For a smart transport system to be effective, it must be secure. Elements within the transportation system must be able to trust information from other sources and must be resilient to hackers. To implement this security, messages that are exchanged with other elements are typically signed with a certificate that is provided by a security credential management system (SCMS ). Currently the USDOT makes available a prototype SCMS that can be used for federal research pilots and there are also commercial alternatives emerging to support a full deployment. Some communications may contain personally identifiable information (PII) and often these data flows are also encrypted to ensure privacy. Other mechanisms are in place to ensure privacy by rolling over identifiers throughout the communications stack to ensure that vehicles or pedestrians are not able to be tracked for times longer than those critical to the safety applications.

Besides just the communications security of the transportation network, physical security of the ITS network is essential. Research that is combining all aspects of transportation system security is being conducted to develop guidance for state and local transportation agencies on mitigating the risks from cyber-attacks on the field side of traffic management systems (including traffic signal systems, intelligent transportation systems, vehicle-to-infrastructure systems (V2I ), and closed-circuit television systems) and, secondarily, on informing the agency’s response to an attack [12].

3.5 Standards

Standards are the key to enabling interoperability and system longevity in smart transport. We touched a little on NTCIP standards in communications between TMCs and with the field equipment but there are many other standards that have been developed or are being developed by standards development organizations (SDOs) for smart transport. Some of the major SDOs involved include:

• Institute of Electrical and Electronics Engineers (IEEE) [13]

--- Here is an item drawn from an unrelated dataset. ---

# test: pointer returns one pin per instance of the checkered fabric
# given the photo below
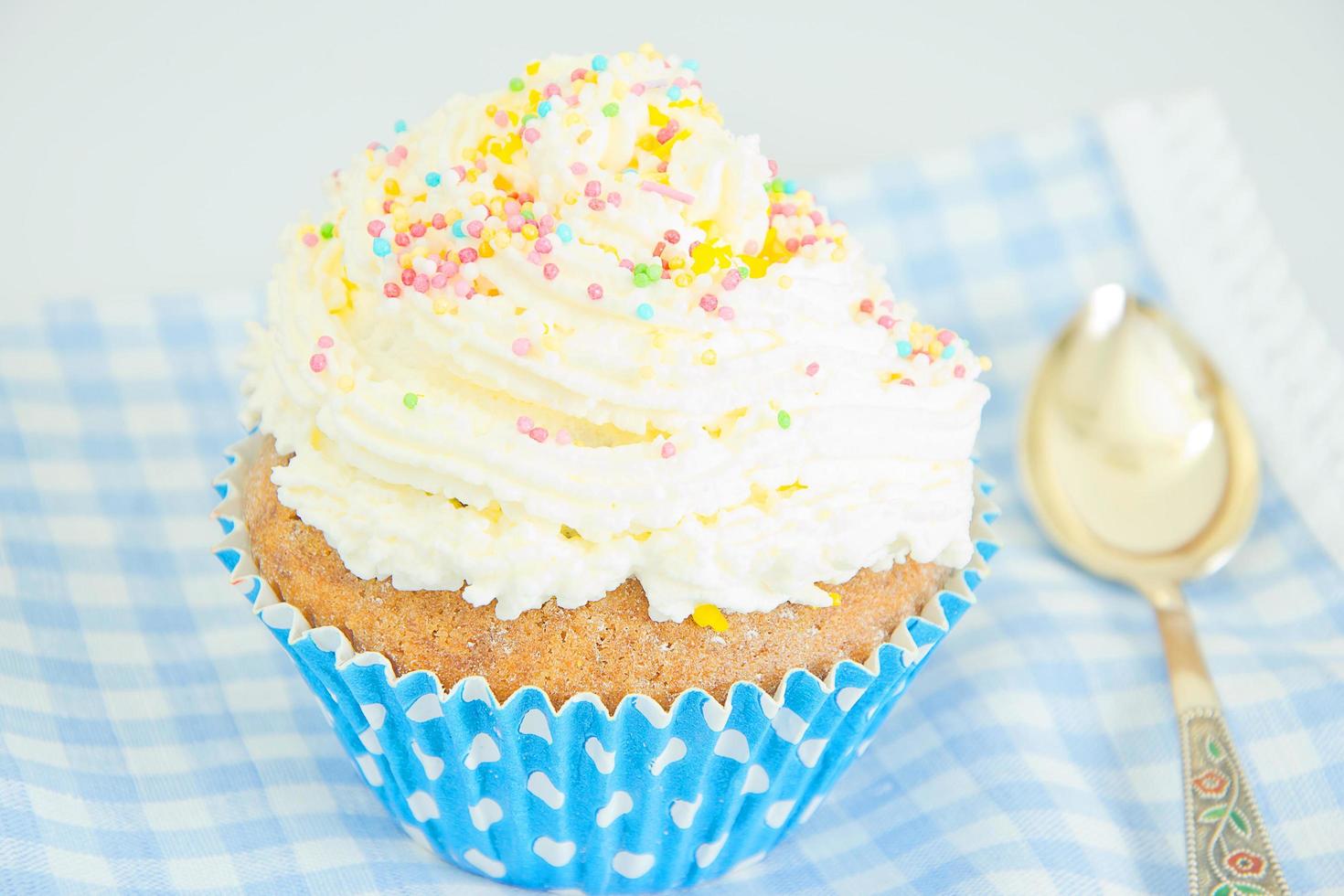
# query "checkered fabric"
(154, 736)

• Society of Automotive Engineers (SAE) [14]

• International Organization for Standardization (ISO) [15]

Despite the significant amount of standards work that has been done to date in this area, there remains a lot of work to be done in the future. These standards will continue to evolve and adapt to allow new technologies to be introduced into our transportation system. The relationships between the elements of a smart transport system and the standards that facilitate interoperable communications between them are illustrated by the diagram in Fig. 8, which was created by the V2I deployment coalition [16]. The figure depicts a “logical view” of the standards context prescribed by the American Association of State Highway and Transportation Officials (AASHTO) [17].

Fig. 8

Logical view of the AASHTO standards context

In the USA, several of the communications standards depicted depend on a 75 MHz band of wireless spectrum (5850–5925 MHz) that was set aside in 1999 by the FCC for ITS safety. This spectrum is currently under review by the FCC as the cable companies are pushing to have it opened for increased Wi-Fi access. In parallel, there is an on-going battle between competing technologies for V2X communications (DSRC and C-V2X) that currently has the ITS industry reliving the days of VHS and Betamax. Only time will tell if this critical portion of wireless spectrum will remain available for smart transport and which standards will be utilized for V2X. What we do know is that while we are sitting around and waiting, we are losing lives.

4 Conclusion

Smart cities around the world are continually working to deploy technologies that enable applications that can save lives, improve mobility, and reduce environmental impacts. Despite the many technical and funding challenges facing smart transport today, the resolve of this industry will prevail over time and we will see increasingly smarter transportation systems in the future. As we’ve explored the various aspects involved in smart transport, even though the “What?” and “How?” aspects remain somewhat fuzzy, the “Why?” aspect is crystal clear.